How to use ProteinMPNN online

ProteinMPNN runs on ProteinIQ's GPU infrastructure, delivering sequence designs in seconds without local installation.

Inputs

InputDescription
ProteinPDB file, .ent, .cif, or RCSB PDB ID (e.g., 1ABC). Structure must contain backbone coordinates.

Settings

Core settings

SettingDescription
Number of sequencesSequence variants to generate (1–48, default 8). More sequences explore broader sequence space at linear computational cost.
Sampling temperatureDiversity control (0.05–1.0, default 0.1). Lower = conservative, higher = diverse. See interpretation below.
Random seedInteger for reproducibility. Same seed + settings = identical output.
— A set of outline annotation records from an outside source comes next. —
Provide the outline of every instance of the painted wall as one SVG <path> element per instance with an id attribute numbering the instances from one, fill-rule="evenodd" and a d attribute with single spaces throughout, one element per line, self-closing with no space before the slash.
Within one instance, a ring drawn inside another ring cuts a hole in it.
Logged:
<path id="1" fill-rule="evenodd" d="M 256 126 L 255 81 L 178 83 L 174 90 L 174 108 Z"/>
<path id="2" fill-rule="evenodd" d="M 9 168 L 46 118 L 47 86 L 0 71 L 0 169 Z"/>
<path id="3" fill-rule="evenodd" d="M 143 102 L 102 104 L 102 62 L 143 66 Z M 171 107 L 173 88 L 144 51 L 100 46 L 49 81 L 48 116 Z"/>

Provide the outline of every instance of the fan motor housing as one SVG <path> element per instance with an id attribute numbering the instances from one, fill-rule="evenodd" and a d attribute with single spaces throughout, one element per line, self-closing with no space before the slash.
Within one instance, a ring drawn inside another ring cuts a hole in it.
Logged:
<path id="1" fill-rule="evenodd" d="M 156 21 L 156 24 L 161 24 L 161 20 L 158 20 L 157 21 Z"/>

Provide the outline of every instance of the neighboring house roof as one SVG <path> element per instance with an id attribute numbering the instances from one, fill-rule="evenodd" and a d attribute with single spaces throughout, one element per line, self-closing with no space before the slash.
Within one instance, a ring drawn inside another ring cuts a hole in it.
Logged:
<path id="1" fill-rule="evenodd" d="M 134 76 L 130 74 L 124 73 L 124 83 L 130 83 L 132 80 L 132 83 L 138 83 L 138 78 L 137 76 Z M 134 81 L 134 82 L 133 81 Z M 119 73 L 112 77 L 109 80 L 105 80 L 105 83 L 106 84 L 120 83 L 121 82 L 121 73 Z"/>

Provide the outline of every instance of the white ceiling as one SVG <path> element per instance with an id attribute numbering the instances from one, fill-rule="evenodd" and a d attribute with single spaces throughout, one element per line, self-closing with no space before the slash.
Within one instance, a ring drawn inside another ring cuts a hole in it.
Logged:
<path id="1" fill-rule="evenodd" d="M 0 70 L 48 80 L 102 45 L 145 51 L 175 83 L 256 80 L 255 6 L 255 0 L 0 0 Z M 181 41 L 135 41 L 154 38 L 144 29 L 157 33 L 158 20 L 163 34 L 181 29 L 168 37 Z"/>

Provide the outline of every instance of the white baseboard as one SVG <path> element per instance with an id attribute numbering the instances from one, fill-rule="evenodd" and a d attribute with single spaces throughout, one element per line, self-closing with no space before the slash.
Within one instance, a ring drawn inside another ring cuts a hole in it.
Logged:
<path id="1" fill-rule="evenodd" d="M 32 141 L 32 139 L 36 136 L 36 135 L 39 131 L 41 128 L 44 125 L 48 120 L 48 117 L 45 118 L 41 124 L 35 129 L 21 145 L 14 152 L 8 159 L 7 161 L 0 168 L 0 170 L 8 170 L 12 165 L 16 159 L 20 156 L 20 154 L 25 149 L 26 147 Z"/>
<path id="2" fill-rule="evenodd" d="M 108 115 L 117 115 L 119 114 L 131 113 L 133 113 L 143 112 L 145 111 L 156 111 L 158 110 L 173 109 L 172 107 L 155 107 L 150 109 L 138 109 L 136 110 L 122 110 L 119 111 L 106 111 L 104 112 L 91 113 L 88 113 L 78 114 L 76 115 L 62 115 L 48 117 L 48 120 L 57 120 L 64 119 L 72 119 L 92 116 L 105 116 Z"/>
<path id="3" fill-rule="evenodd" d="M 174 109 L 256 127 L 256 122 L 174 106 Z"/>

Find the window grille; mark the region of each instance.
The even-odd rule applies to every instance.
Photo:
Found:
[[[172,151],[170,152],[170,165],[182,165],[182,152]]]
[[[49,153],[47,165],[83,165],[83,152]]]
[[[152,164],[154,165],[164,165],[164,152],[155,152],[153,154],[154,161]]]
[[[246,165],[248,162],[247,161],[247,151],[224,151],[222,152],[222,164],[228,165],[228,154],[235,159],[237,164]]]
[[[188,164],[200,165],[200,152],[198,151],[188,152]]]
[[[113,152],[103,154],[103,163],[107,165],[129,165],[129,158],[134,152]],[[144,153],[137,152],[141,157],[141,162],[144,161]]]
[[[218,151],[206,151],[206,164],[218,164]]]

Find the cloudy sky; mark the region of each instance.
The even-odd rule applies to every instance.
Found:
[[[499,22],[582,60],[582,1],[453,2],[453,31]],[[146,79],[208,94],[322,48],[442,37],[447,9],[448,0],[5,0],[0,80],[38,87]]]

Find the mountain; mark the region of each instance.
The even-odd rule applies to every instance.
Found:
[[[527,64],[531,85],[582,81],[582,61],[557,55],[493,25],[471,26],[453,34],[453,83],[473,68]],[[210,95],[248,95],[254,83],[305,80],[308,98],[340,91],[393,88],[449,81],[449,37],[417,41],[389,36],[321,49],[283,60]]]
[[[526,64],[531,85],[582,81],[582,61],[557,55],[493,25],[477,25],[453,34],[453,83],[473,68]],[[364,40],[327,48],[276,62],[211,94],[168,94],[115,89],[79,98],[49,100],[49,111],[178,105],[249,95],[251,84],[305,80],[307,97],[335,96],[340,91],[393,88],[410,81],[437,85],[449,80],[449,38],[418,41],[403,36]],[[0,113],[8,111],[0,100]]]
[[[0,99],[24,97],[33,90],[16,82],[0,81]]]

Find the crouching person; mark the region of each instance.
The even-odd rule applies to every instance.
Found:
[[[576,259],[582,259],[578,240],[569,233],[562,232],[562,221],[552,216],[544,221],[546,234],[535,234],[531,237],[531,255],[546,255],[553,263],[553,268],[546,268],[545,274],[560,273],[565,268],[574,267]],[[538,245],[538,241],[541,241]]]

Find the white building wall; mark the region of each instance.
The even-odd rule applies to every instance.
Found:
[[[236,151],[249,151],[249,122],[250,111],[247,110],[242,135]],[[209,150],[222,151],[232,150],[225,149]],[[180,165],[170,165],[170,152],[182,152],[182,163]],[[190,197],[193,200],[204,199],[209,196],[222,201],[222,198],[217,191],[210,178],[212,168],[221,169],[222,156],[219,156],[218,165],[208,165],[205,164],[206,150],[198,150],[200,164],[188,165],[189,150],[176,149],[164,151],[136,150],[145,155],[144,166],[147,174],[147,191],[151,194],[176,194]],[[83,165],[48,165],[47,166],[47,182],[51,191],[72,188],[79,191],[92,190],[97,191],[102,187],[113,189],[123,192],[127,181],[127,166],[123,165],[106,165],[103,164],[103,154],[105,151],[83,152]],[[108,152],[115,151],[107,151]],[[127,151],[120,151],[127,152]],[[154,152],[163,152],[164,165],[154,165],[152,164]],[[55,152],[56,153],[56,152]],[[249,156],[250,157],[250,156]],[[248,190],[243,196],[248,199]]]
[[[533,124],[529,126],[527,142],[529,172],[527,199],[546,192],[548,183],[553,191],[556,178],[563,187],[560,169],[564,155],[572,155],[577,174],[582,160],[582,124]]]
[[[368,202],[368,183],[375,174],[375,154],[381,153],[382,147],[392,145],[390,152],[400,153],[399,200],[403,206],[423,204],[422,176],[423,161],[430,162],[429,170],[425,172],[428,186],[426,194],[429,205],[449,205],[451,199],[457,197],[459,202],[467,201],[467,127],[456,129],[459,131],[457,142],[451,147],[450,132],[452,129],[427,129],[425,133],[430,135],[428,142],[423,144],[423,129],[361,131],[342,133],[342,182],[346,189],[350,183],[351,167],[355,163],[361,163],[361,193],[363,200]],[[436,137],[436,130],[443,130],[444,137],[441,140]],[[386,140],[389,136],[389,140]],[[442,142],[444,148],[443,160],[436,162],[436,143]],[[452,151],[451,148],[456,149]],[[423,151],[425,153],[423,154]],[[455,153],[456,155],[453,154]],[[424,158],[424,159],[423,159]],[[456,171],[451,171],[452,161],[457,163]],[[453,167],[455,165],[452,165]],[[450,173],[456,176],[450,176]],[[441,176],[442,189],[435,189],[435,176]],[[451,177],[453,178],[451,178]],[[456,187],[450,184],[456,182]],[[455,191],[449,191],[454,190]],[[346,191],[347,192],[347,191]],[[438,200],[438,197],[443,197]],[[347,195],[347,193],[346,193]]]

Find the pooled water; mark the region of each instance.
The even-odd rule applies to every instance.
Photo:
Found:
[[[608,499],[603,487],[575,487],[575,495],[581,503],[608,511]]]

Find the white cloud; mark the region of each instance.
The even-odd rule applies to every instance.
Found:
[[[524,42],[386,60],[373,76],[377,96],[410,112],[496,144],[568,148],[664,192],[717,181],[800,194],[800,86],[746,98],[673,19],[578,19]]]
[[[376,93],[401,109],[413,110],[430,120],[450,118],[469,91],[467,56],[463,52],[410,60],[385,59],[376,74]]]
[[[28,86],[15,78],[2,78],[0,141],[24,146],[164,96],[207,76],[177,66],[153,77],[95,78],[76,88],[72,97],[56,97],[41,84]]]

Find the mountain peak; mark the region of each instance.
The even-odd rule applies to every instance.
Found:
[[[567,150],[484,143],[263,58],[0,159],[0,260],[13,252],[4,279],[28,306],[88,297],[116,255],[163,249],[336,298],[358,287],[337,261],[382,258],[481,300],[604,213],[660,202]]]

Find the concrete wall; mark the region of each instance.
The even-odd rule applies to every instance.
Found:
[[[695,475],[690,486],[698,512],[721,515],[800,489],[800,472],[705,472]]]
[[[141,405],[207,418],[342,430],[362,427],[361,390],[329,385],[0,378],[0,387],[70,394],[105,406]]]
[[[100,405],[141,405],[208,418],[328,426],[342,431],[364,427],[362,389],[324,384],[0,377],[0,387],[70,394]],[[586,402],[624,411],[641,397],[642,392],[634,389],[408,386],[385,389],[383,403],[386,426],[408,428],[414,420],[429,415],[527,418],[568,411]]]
Temperature interpretation

TemperatureBehavior
0.05–0.1Conservative designs with highest predicted fitness. Best for maximizing sequence recovery.
0.2–0.3Moderate diversity while maintaining good recovery. Useful for variant libraries.
0.4–1.0High diversity at the cost of recovery. Use when exploring novel sequences matters more than optimality.

Design constraints

SettingDescription
Chains to designSpecify which chains to redesign (e.g., A,B); all others stay fixed. Simpler than listing every fixed residue for multi-chain proteins.
Homo-oligomerWhen enabled, all chains receive identical sequences. For symmetric assemblies like dimers or trimers.
Fixed positionsResidues to preserve unchanged. Format: A15,A19,A1-10,B1-20. Useful for catalytic or binding sites.
Redesigned positionsInverse of fixed—specify what to redesign, everything else stays fixed. Format is identical. Cannot be used with Fixed positions.
Parse chains onlyParse only specified chains from the PDB, ignoring all others. Useful for large multi-chain assemblies where only a subset is relevant.
Include zero-occupancy atomsInclude atoms with zero occupancy from crystal structures. Off by default.
Exclude amino acidsGlobally exclude specific amino acids from all designed positions. Enter one-letter codes without separators (e.g., C, CW).
Amino acid biasesPer-residue type bias from −25 (exclude entirely) to +5 (strongly favor). Controls amino acid composition without hard exclusions.

Results

Each designed sequence includes:

ColumnDescription
Sequence IDIdentifier for the design (seq_1, seq_2, …)
SequenceThe designed amino acid sequence
Overall confidenceModel confidence (0–1). Higher indicates the model is more certain the sequence will fold correctly.
Seq recoveryFraction of positions matching the original sequence
Mutation countNumber of positions that differ from the input
Identity %Percent identity to the input sequence

Results can be exported as FASTA, CSV, or JSON, with backbone PDB files available in the Files tab.

Applications

Inverse folding enables several protein engineering workflows:

  • De novo protein design: After generating a novel backbone with tools like RFdiffusion, ProteinMPNN provides sequences likely to fold into that structure
  • Sequence optimization: Generate variants of existing proteins with potentially improved expression, solubility, or stability
  • Functional homolog design: Create sequence-diverse proteins that maintain a target fold, useful when avoiding immune recognition or intellectual property constraints
  • Rescue failed designs: Re-sequence backbones from computationally designed proteins that failed to express or fold

Limitations

ProteinMPNN designs sequences based solely on backbone geometry. It does not consider:

  • Ligand interactions: For proteins with bound small molecules, metals, or nucleotides, use LigandMPNN instead
  • Membrane environment: Standard ProteinMPNN was trained on soluble proteins. For transmembrane proteins or optimizing soluble expression, consider SolubleMPNN
  • Stability optimization: While designs often fold well, ProteinMPNN does not explicitly optimize thermostability. Consider ThermoMPNN for stability predictions

Experimental validation remains essential—computational metrics predict but do not guarantee foldability or function.